C: Are you able to discuss the circumstances behind your dismissal?
RD: I knew this question was gonna come up…just that the Director of Arts position has been eliminated from the roster of International House. I think that a lot of the things we’ve been talking about came to a head, doing more programming for what the residents want, thinking about what they might want to see as opposed to what the general public might want to see, the use of the theater, the collaborations and how they’ve been handled throughout the years. I guess I’ve been very stubborn in not wanting to change, but not wanting to change so that the integrity of what we’re doing remains. I really dug in my heels, maybe to my own detriment. There are no development professionals there now, the Pew grants and funding from Pennsylvania Humanities Council, that was all due to me, I made sure that these grants went though. We finally put in a grant to the National Endowment of the Arts that took me two weeks to work on and I don’t know what’s going to happen this year. It was, I guess, my unwillingness to change, but I’ve always said that it doesn’t make sense to have change for change’s sake. On one of those surveys that we did, someone wrote for “What would you do to change arts programming?” “Don’t fuck with it” and I thought that was awesome. I really was resistant to change for change’s sake and not having the monetary support was very tough.
C: Was it a sudden termination?
RD: It was sudden. The Executive Director made the decision, the board didn’t know. She decided that this was no longer the place for my position.
C: I can imagine the reaction of your office mates…
RD: They were, and I was, devastated by the news. But y’know, I told them that they’ve gotta pick their battles, if they want the arts to thrive then there has to be some compromises. The staff is a very smart, articulate, vocal group and I hope that they can continue doing the amazing work they’ve been doing. Looking back at all of the magazines we’ve put together, we’ve done some really incredible work. Every year, every week, every month I would tell them that they can do less, they don’t have to do so much, but they’re so committed to bringing work to Philadelphia that it’s not in their DNA to do less.
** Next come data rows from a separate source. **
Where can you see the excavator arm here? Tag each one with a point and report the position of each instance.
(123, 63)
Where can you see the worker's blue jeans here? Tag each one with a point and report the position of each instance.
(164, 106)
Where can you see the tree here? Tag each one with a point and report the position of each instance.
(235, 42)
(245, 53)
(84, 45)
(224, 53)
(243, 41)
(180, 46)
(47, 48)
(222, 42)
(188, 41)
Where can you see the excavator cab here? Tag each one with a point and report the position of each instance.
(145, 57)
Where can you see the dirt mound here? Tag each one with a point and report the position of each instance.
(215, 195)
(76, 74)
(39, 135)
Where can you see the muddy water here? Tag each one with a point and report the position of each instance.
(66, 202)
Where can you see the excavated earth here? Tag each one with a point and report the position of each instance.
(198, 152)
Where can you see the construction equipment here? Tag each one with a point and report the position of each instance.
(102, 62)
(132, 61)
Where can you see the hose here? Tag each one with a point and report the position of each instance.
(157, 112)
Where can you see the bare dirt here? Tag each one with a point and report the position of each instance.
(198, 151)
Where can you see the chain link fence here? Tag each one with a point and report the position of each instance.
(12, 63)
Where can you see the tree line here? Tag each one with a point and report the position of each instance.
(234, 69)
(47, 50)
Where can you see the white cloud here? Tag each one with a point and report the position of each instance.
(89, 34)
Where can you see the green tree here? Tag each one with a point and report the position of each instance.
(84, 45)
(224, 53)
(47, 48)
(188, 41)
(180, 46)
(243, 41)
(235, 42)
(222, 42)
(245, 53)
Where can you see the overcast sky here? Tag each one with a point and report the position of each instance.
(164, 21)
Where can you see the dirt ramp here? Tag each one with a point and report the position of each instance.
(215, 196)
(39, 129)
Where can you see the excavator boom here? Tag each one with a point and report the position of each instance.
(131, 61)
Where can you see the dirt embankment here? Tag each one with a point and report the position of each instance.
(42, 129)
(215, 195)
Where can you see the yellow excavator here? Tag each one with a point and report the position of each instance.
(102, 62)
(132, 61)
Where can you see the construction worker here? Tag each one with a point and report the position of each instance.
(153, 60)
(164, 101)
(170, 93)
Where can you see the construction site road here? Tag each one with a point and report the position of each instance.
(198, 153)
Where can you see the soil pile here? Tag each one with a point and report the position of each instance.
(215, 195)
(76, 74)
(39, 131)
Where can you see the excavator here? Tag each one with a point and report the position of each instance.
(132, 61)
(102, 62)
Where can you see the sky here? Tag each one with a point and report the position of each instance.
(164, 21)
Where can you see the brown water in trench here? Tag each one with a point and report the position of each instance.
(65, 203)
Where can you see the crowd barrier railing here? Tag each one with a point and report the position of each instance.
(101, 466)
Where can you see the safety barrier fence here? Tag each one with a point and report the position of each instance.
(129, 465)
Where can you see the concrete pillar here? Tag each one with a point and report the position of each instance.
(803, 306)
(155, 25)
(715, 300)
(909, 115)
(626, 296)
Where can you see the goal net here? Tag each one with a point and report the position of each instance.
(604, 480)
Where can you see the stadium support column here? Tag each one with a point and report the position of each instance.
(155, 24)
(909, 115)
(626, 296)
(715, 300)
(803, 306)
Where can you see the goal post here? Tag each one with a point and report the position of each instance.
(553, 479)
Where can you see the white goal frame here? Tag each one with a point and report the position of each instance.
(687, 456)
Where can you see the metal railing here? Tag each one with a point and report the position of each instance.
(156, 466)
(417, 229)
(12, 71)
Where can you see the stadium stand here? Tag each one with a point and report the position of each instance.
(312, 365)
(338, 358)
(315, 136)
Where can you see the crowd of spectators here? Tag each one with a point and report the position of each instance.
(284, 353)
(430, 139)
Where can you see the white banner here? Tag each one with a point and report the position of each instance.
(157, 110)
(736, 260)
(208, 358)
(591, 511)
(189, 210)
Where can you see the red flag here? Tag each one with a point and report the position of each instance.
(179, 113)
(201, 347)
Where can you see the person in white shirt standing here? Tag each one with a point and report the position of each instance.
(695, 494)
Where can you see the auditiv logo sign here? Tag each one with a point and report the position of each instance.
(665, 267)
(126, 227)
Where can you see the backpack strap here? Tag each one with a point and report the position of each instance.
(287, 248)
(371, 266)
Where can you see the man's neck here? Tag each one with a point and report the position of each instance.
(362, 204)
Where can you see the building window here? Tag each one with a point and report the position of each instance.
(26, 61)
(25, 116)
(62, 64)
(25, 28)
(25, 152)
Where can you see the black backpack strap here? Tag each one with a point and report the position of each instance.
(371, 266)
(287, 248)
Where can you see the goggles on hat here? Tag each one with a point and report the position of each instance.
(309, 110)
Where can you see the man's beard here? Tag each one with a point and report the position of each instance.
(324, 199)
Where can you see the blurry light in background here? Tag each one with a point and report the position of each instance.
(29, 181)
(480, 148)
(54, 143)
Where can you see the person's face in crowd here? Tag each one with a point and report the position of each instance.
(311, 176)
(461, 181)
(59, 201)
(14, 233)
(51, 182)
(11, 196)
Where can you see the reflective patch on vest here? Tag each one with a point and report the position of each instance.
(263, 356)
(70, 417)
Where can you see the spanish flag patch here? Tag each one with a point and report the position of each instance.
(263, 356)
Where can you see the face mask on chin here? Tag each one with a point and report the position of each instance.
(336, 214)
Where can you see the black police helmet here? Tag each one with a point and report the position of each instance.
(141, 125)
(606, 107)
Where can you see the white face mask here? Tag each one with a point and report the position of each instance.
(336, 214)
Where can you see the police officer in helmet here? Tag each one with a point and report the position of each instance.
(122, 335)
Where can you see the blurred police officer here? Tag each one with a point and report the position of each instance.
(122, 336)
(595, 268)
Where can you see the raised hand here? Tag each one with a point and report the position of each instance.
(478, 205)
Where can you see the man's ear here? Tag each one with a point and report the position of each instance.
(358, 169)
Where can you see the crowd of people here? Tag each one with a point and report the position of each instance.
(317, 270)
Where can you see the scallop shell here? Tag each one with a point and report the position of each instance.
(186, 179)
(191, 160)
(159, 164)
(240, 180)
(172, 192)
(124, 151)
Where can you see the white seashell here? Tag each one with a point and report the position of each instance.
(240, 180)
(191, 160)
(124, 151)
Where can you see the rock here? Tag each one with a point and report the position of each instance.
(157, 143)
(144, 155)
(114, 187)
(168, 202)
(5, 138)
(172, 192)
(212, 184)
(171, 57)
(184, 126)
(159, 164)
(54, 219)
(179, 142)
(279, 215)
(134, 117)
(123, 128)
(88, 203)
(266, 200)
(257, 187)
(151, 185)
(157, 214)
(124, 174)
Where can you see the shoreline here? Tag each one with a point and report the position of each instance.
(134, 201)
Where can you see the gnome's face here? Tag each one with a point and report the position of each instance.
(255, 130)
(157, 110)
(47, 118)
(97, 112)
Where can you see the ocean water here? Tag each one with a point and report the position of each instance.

But I think that their DNA will be recombined to do less in the future.
C: So the future of the arts department as we know it is uncertain, we can maybe expect a more widely embracing, mainstream direction…
RD: I think so. It might not be such a bad thing. The art staff, the four folks on the art staff, and the manager of the language program will be reporting to the Director of Marketing now who thankfully has arts experience.
C: Can you picture yourself ever taking those guys and starting something new somewhere?
RD: In a dream, absolutely. The family of arts at International House has created something incredible and, as a team, could do so somewhere else. I think about the sitcom The Office and how Michael Scott used to call everyone a family and how I try not to do that because it sounds so cliché and ridiculous, we’re not related, we’re not a family, but there’s so much laughter that happened in those offices and a lot of arguing and a lot of tension and some tears, like a family, and I think the team could really succeed wherever someone would have us. There is a lot of competition in music, there’s a music venue on every corner, but there are no film venues. International House Philadelphia is the one venue to show repertory and new work in the city of Philadelphia, that’s really a sad state for the city. There are so many people doing programming, but there’s no venue that’s also doing programming. There’s room in the city for us.
Cinedelphia was saddened to hear the news and we wish Renae the very best in her future endeavors.